The release date for the English version of 'Woman, Eating' by
Claire Kohda is Apr 2022. If you enjoy this novel, it is available for buy as a paperback from Barnes & Noble or Indigo, as an ebook on the Amazon Kindle store, or as an audiobook on Audible.
In this stunning first book by a writer to watch, a young, mixed-race vampire must learn to reconcile her deep-seated yearning to live among people with her never-ending hunger.

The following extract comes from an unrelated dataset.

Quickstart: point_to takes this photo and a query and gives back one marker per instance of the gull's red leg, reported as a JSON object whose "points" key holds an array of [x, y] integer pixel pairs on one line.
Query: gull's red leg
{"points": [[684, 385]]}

Lydia needs to eat. She's always desired to sample Japanese cuisine. Her father was Japanese, and his favorite foods were sashimi, ramen, and onigiri with sour plums inside. Then there's ice cream and cake, iced tea and bubble tea, and the veggies produced by the other young artists in the London studio space she's surreptitiously squatting in, along with foraged herbs and plants. But none of them are edible for Lydia. Her body functions differently from other people's. She can only digest blood, and finding fresh pig blood in London, where she is living independently of her vampire mother for the first time, proves to be much more challenging than she had imagined.
Then there are the people: Ben, a boyish, goofy-grinned artist she is starting to feel something for, the other artists at the studio space, the patrons of the gallery she works as an intern at, the odd males who stalk her after dark. Even though Lydia is aware that they are her natural prey, she finds it difficult to consume them. Lydia thinks about her role in the world in her windowless studio, where she paints, analyzes the work of other artists, and watches endless episodes of Buffy the Vampire Slayer and food-related videos on YouTube and Instagram. She has many of the things that people aspire to—perpetual youth, almost complete invulnerability, immortality—but she is also sad, lonely, and always hungry.
Lydia will discover as she grows as a woman and an artist that, in order to survive in the world, she must resolve the tensions inside her—between her human and demon sides, her mixed ethnic background, and her connection with food and, by extension, other people. She has to eat first, however, before any of this.